Washington, 31 October 1996 (RFE/RL) -- As U.S. efforts to advance the Middle East peace process appear to have run into difficulties, Russian Foreign Minister Yevgeny Primakov this week is visiting that region both to reassert Moscow's status as co-chairman of that process and to reestablish Russian influence there.
Since Monday, Primakov has made stops in Syria, Lebanon and Egypt. He is scheduled to visit Jordan, Israel and the Palestinian self-rule territory before returning to Moscow later this week.
At each stop, Primakov has made three interrelated points;
First, he has pointedly noted that Russia remains, along with the United States, the co-chairman of the 1991 Madrid Conference that launched the current round of talks between Israel and the PLO.
Second, he has dismissed suggestions that recent European Union efforts to get involved in these talks were intended to "displace" Russia. Instead, he has welcomed a European role in the talks, suggesting in Cairo on Wednesday that such European participation "shows that we are heading in the direction of a multi-polar world."
And third, the Russian foreign minister has rejected Israel's insistence that some past agreements -- such as the scheduled withdrawal of Israeli forces from Hebron -- must now be renegotiated. "There must be continuity in adhering to the principles and accords which have been concluded," Primakov said on Tuesday. "It is not acceptable for each new government to adopt new positions."

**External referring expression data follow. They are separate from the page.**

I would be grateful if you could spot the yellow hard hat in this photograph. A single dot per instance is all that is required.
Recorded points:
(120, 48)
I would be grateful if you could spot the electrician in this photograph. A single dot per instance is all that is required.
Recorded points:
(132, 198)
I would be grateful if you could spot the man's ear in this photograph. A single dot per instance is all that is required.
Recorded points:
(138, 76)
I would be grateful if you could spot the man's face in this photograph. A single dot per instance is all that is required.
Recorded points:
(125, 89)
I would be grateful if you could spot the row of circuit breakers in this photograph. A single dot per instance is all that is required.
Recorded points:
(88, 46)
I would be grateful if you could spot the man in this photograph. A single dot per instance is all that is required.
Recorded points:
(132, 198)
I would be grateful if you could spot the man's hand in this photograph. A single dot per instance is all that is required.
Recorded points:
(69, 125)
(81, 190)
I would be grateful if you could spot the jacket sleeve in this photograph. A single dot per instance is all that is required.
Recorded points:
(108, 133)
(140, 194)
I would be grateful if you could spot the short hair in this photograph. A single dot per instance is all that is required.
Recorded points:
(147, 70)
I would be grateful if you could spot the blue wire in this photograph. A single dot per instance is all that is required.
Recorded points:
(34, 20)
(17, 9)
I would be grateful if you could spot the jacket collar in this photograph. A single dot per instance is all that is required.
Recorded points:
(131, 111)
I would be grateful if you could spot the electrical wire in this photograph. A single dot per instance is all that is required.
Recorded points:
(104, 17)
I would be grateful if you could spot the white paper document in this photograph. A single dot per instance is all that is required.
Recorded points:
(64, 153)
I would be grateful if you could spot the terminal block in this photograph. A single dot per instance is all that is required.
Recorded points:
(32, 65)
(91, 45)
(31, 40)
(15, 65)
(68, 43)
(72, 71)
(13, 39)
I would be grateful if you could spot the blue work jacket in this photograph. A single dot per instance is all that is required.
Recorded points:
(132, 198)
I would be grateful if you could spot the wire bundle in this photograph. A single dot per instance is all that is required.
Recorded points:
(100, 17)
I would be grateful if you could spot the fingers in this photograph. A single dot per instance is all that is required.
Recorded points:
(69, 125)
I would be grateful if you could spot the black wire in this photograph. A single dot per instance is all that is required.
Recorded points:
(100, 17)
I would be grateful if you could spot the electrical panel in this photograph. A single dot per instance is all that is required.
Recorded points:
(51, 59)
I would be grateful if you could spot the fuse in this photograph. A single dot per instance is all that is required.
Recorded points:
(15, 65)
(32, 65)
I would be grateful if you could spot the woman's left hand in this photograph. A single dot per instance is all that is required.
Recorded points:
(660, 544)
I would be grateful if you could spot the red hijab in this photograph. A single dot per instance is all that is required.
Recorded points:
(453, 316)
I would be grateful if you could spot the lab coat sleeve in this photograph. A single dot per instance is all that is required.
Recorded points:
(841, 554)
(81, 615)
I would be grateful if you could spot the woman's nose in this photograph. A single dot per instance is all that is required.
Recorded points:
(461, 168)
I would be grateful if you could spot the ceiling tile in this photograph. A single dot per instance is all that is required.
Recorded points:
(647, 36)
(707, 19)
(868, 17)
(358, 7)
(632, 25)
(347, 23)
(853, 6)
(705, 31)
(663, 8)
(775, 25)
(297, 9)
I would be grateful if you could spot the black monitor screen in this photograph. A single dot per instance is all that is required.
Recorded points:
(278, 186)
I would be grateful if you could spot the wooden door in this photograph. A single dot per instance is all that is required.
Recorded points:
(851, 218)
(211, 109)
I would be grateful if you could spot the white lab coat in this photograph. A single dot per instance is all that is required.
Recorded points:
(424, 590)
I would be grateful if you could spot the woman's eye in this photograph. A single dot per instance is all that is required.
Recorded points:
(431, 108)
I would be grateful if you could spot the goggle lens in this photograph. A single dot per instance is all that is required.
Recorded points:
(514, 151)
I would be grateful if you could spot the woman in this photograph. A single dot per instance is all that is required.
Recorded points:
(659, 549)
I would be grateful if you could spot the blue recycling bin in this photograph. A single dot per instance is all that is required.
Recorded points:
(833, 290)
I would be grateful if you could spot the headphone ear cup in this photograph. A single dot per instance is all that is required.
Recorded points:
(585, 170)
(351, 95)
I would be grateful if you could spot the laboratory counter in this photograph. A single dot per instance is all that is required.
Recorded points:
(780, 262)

At one level, of course, Primakov's visit to the Middle East breaks little new ground. His interlocutors now are overwhelmingly people with whom the Russian foreign minister has had numerous contacts both in his current position and in earlier capacities as a Soviet Middle East hand.
And his statements -- backing the Arabs against the Israelis, demanding that Russia be given a seat at any negotiations, and accepting European participation -- simply repeat longstanding Russian positions.
But at another, deeper level, Primakov's visit to the region this week may mark a turning point in Russian diplomacy there. That conclusion is suggested by the timing of his trip, its length, and Primakov's notable eagerness at each stop to portray Moscow as a necessary counterweight to American efforts to dominate the peace process.
Primakov's visit to the region comes on the heels of the breakdown in American-sponsored efforts to overcome the latest Israeli-Palestinian deadlock concerning the withdrawal of Israeli forces from Hebron.
Jerusalem earlier had agreed to pull its troops from that overwhelmingly Palestinian city on the West Bank. But the new Israeli government has argued that the Palestinians must live up to the conditions of earlier accords before they can expect Israel to do the same.
That position has infuriated both the Palestinians and many other Arabs, and their anger has grown in recent days given what they see as Washington's unwillingness or inability to put pressure on the Israelis.
By visiting the Middle East now, Primakov is clearly hoping to exploit these feelings to expand Russia's influence just as he and Moscow have done in the past. And by spending an entire week there, Primakov is indicating just how much importance Russia devotes both to them and to the region as a whole.
But perhaps the most important reason for thinking that this Primakov visit marks a turning point in Moscow's foreign policy is this: The Russian government -- or at least the Russian foreign minister -- appears to be prepared to line up against the United States in a way and in a region where such a face-off could lead to renewed violence between Arabs and Israelis.
Moscow's willingness to take such a risk in the Middle East indicates that it may be ready to increase its challenge to the United States and the West elsewhere, a step which could have, as U.S. Deputy Secretary of State Strobe Talbott warned yesterday, unpredictable and undesirable consequences far beyond the troubled region in which Primakov is fishing this week.